Many investors make the mistake of regularly looking at their investment accounts. In a volatile market environment, a fluctuating market value combined with drama selling media, can create a false sense of urgency to watch investments closely. If you have an overall well-balanced, diversified portfolio with the right asset allocation and a re-balancing strategy in place, there is absolutely no reason to put yourself through the agony of watching the value of your investments go up and down. Market downturns, like the one we are clearly experiencing this year, are part of the regular Expansion-Correction Dynamic of financial markets and economies around the world. An investment statement showing a lower net value than the statement before, does not mean that money was lost. It means that you are experiencing a market downturn. This misconception and misinterpretation of reality and the nature of the markets, combined with faulty advice are the main contributors to investors actually losing money.

Our human impulses can lead us to make bad decisions when it comes to money and investing - bad mistakes like selling after market downturns. Losing money feels painful. In the psychology literature, the rule of thumb is that a loss is twice as bad as an equal-sized gain. Some think that the only way to stop that painful feeling is to get out of the market. But doing that is locking in those lower values and now money is lost. Moving everything into cash would be the same. If you don't sell, you can ride that roller coaster right back up when the market recovers, which it always has eventually. Selling in the midst of a crisis, can put yourself in a position where your portfolio will never recover. So, if you're feeling really emotional about something – you are really excited or you're really afraid - that's probably not the best time to make a financial decision.

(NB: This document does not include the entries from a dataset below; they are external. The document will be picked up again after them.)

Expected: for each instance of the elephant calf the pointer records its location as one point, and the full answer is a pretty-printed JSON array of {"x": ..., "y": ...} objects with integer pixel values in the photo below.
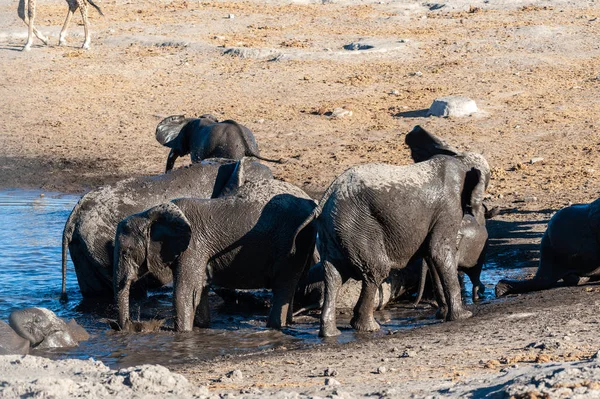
[
  {"x": 206, "y": 137},
  {"x": 239, "y": 241},
  {"x": 570, "y": 251}
]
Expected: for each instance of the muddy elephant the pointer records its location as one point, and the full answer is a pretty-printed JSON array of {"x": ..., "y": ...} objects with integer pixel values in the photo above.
[
  {"x": 310, "y": 291},
  {"x": 570, "y": 251},
  {"x": 374, "y": 218},
  {"x": 89, "y": 232},
  {"x": 12, "y": 343},
  {"x": 44, "y": 330},
  {"x": 205, "y": 137},
  {"x": 239, "y": 241}
]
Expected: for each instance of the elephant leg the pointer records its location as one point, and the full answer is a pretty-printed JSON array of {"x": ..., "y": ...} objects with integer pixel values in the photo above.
[
  {"x": 443, "y": 257},
  {"x": 549, "y": 272},
  {"x": 363, "y": 319},
  {"x": 202, "y": 318},
  {"x": 188, "y": 284},
  {"x": 333, "y": 282}
]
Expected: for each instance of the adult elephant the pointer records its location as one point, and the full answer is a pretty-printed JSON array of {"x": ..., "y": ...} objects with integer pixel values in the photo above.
[
  {"x": 89, "y": 232},
  {"x": 238, "y": 241},
  {"x": 570, "y": 250},
  {"x": 374, "y": 218},
  {"x": 205, "y": 137}
]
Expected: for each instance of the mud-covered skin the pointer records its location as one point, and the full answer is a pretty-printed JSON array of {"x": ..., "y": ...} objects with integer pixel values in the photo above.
[
  {"x": 205, "y": 137},
  {"x": 570, "y": 251},
  {"x": 399, "y": 283},
  {"x": 238, "y": 241},
  {"x": 376, "y": 217},
  {"x": 90, "y": 229},
  {"x": 44, "y": 330},
  {"x": 12, "y": 343}
]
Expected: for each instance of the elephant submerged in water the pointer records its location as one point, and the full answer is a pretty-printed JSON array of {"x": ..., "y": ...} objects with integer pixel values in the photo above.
[
  {"x": 239, "y": 241},
  {"x": 570, "y": 251},
  {"x": 89, "y": 232},
  {"x": 206, "y": 137}
]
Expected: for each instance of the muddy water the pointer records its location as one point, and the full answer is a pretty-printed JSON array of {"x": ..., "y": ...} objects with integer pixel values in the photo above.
[{"x": 30, "y": 275}]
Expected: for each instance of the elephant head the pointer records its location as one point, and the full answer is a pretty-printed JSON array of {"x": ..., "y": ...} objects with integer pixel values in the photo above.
[
  {"x": 174, "y": 131},
  {"x": 147, "y": 242},
  {"x": 424, "y": 145}
]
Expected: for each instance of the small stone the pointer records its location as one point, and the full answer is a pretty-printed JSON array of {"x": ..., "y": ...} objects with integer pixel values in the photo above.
[
  {"x": 331, "y": 382},
  {"x": 339, "y": 113},
  {"x": 236, "y": 375},
  {"x": 453, "y": 106}
]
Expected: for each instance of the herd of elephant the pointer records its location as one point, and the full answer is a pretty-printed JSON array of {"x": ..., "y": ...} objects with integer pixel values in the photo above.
[{"x": 225, "y": 222}]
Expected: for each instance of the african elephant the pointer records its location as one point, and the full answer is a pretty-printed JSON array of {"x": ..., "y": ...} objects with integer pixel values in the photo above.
[
  {"x": 376, "y": 217},
  {"x": 43, "y": 329},
  {"x": 238, "y": 241},
  {"x": 12, "y": 343},
  {"x": 570, "y": 251},
  {"x": 89, "y": 232},
  {"x": 205, "y": 137}
]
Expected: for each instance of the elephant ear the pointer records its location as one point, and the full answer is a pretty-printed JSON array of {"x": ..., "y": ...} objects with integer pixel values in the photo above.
[
  {"x": 169, "y": 234},
  {"x": 169, "y": 128},
  {"x": 424, "y": 145},
  {"x": 594, "y": 217},
  {"x": 473, "y": 193}
]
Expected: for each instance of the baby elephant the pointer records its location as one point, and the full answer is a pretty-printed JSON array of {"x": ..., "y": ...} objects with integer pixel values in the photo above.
[
  {"x": 569, "y": 251},
  {"x": 205, "y": 137},
  {"x": 239, "y": 241}
]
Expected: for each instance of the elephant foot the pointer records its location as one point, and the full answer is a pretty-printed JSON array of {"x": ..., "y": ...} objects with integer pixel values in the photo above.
[
  {"x": 367, "y": 324},
  {"x": 326, "y": 331},
  {"x": 441, "y": 313},
  {"x": 459, "y": 314}
]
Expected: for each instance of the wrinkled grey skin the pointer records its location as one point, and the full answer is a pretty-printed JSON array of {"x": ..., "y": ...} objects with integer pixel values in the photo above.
[
  {"x": 310, "y": 291},
  {"x": 43, "y": 329},
  {"x": 205, "y": 137},
  {"x": 12, "y": 343},
  {"x": 570, "y": 250},
  {"x": 90, "y": 229},
  {"x": 375, "y": 218},
  {"x": 239, "y": 241}
]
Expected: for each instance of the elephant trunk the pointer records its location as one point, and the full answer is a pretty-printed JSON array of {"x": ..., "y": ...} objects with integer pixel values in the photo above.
[{"x": 173, "y": 155}]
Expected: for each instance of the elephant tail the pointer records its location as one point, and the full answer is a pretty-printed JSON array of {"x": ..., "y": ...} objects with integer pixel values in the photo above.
[
  {"x": 67, "y": 238},
  {"x": 96, "y": 7},
  {"x": 249, "y": 143},
  {"x": 422, "y": 279}
]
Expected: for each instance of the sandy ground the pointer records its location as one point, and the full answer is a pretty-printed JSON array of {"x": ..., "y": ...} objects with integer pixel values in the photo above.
[{"x": 73, "y": 120}]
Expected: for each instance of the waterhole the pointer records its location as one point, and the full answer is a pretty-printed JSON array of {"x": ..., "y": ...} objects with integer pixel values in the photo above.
[{"x": 30, "y": 275}]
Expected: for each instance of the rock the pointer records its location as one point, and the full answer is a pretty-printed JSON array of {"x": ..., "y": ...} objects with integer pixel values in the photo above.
[
  {"x": 12, "y": 343},
  {"x": 453, "y": 106},
  {"x": 536, "y": 160},
  {"x": 356, "y": 46},
  {"x": 340, "y": 113}
]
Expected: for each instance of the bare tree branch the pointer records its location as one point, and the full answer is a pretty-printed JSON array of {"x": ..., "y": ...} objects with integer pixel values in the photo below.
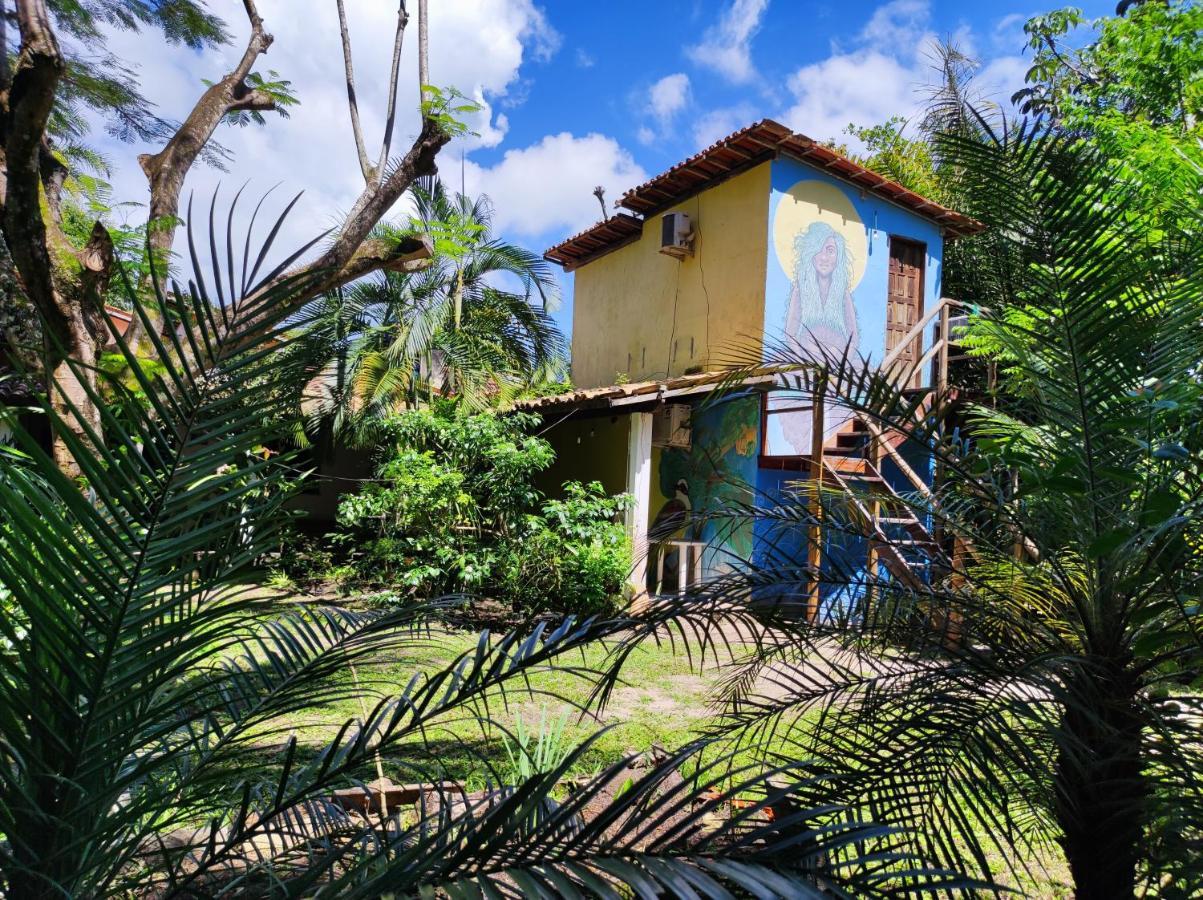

Of course it’s easier to talk about it, than to actually watch an account drop. Looking at a balance that is, let’s say $10,000 below what was put in there a year earlier, can trigger a reaction wanting to pull the brakes before it gets any worse. While these kinds of feelings are human and understandable, it has been proven repeatedly that this is one of the major hurdles to reach performance goals.

What about additional investing? Should you keep putting money into an investment account, given where the markets are? The answer is yes, you want to keep investing. In times like that, you're able to take advantage of the lower-cost value stocks in the market. Unfortunately, emotions will trick us here as well. While many feel encouraged to invest more money after a positive year in the market, many feel discouraged to throw more money at something that has just ‘lost’ in value. It should be the other way around. We're all going to go for a good sale at the grocery store, in the mall or our favorite clothing store. Why not for investments? Think about it that way.

Having said all that, it is not quite as simple and the same for everyone. There are more components to successful investing than just keeping your emotions in check. Your age, long term goals, income expectations, tax circumstances, risk aversity and most importantly your time horizon for taking income must be considered when designing and maintaining your overall portfolio. It is also important to have the right investments. There are companies that take longer to recover or may not recover at all after a downturn and need to be eliminated from your portfolios. All that is part of having a well balanced diversified and actively maintained portfolio and will be especially important in 2023 with a possible recession and very selective market.